Even when voters in British Columbia participated in municipal elections during the month of November, Labour Day was usually mentioned as the semi-official start of campaigns. With a vote scheduled for mid-October, candidates in the City of Vancouver are already knocking on doors and seeking to establish an emotional connection with voters.
Research Co. and Glacier Media asked likely voters in Vancouver about the campaign, the matters that worry them and where their allegiance lies at this particular moment. The most important issue is housing (35 per cent), followed by drug overdoses with 14 per cent, and crime, poverty and property taxes, each at nine per cent.
Two thirds of likely voters (67 per cent) claim to be following the electoral campaign “very closely” (16 per cent) or “moderately closely” (51 per cent). Those who live in the west side of the city are paying more attention to the early stages of the race (72 per cent) than their counterparts who reside downtown (67 per cent) or on the east side (63 per cent).
On the issue of information, we do not see significant generational differences. Just over half of likely voters (52 per cent) have seen, read or heard media stories where mayoral or council candidates discussed their position on issues.
When we take a look at online engagement, the battle for young supporters is fierce. While only 29 per cent of all likely voters have visited the website of a mayoral or council candidate, the proportion rises to 37 per cent among those aged 18 to 34. In addition, a quarter of the city’s youngest likely voters (25 per cent) have interacted with a candidate on social media, such as following them on Twitter or liking them on Facebook, nine percentage points higher than the city-wide average (16 per cent).
At this point, the top two vote-getters in the 2018 mayoral election are locked in a tight race. Incumbent Mayor Kennedy Stewart of Forward Together is in first place with the support of 35 per cent of decided voters, followed by Ken Sim of A Better City (ABC) with 30 per cent, Colleen Hardwick of TEAM for a Livable Vancouver with 17 per cent, and Mark Marissen of Progress Vancouver with 13 per cent.
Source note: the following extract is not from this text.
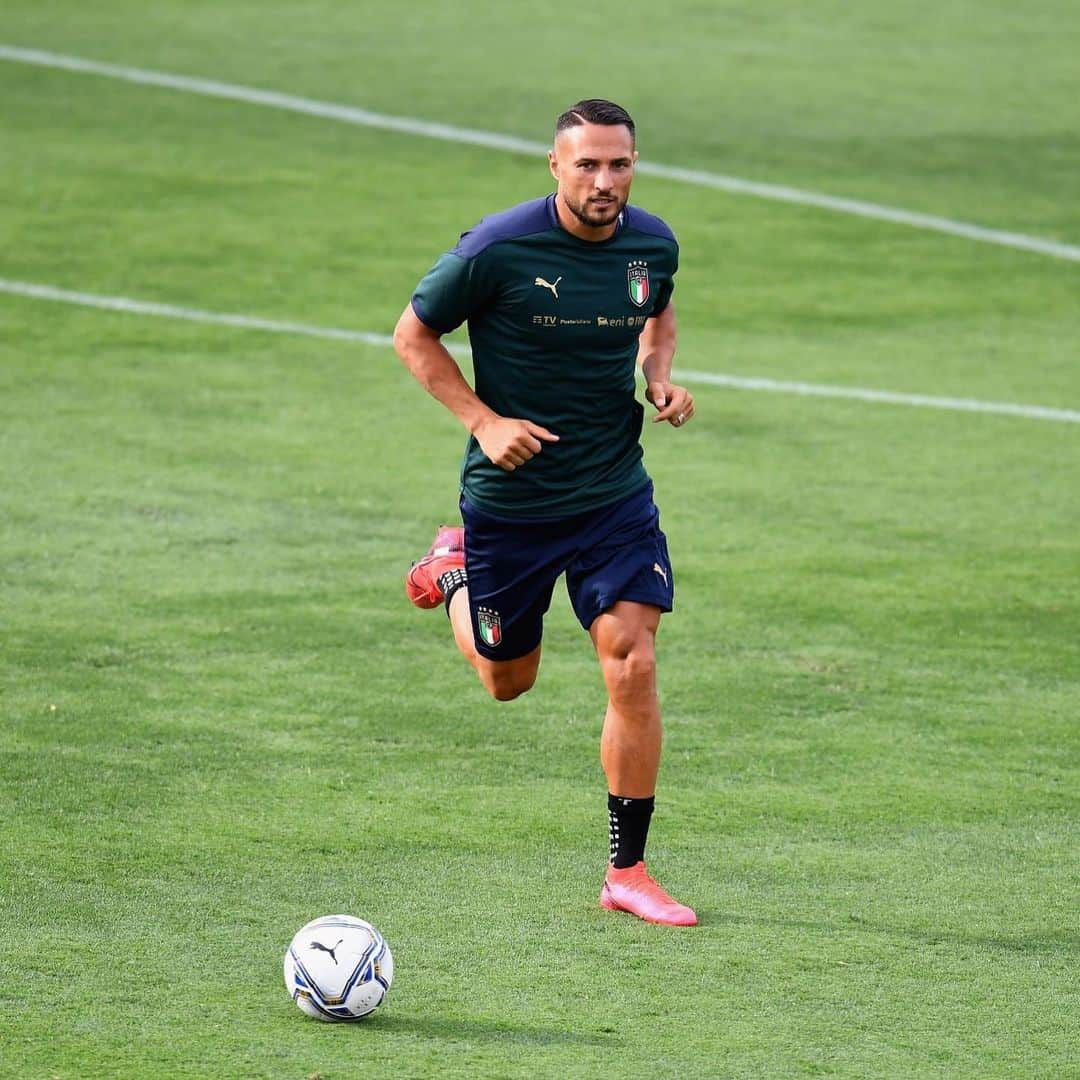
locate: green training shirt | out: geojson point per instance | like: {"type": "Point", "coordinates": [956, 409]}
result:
{"type": "Point", "coordinates": [553, 322]}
Fred Harding, recently anointed as the mayoral candidate of the Non-Partisan Association (NPA), is in a distant fifth place with four per cent. Harding has faced renewed criticism for his 2018 comments on “SOGI-Inclusive Education,” which raises awareness of and welcomes students of all sexual orientations, gender identities and family structures.
In our survey, just over two-thirds of likely voters in Vancouver (68 per cent) support the use of “SOGI-Inclusive Education.” This encompasses majorities of those who cast ballots for Stewart (72 per cent), Sim (68 per cent) and Shauna Sylvester (67 per cent) in the 2018 mayoral election.
With just five weeks to go before all ballots are cast, likely voters in Vancouver are responsible for fascinating fluctuations. Online engagement is paying off for Hardwick and Marissen, who reach 21 per cent each among decided voters aged 18 to 34, with Stewart and Sim tied at 25 per cent.
Among decided voters aged 55 and over, Sim holds a slim edge over Stewart (41 per cent to 39 per cent). Hardwick is third with 17 per cent, while Marissen and Harding barely register among this group. Stewart has a substantial lead over Sim among decided voters aged 35 to 54 (46 per cent to 31 per cent).
Regionally, Sim connects well on the West Side (36 per cent, with Stewart at 29 per cent), while Stewart is ahead on the East Side (40 per cent, with Sim at 24 per cent) and downtown (37 per cent, with Sim at 26 per cent).
The two front-runners are holding on to a majority of their voters in the 2018 race: Stewart’s retention rate is 60 per cent and Sim’s is 59 per cent. While each candidate loses votes to the other, some of their previous supporters are going to Hardwick and Marissen. Hardwick has succeeded in courting female decided voters (23 per cent, just three points behind Sim for second place) and is the top candidate among those who cast a ballot for Sylvester in 2018 (31 per cent, with Marissen at 27 per cent).
There will be other mayoral candidates on the ballot, although seemingly not as many as the last time. The race, just as it was four years ago, is not over in September. Stewart and Sim are currently ahead of their vote totals in 2018, but well below the level of support that was enjoyed by Vision Vancouver and NPA candidates in the mayoral elections of 2008, 2011 and 2014. This presents an opening for Hardwick and Marissen, who are connecting with young voters. The only conclusive finding from this survey is that Harding’s appointment did not give the NPA any positive momentum.
Mario Canseco is president of Research Co.
Results are based on an online study conducted from September 3 to September 5, 2022, among a representative sample of 400 likely voters in the City of Vancouver. The data has been statistically weighted according to Canadian census figures for age, gender and region in the City of Vancouver. The margin of error – which measures sample variability – is plus or minus 4.9 percentage points, 19 times out of 20.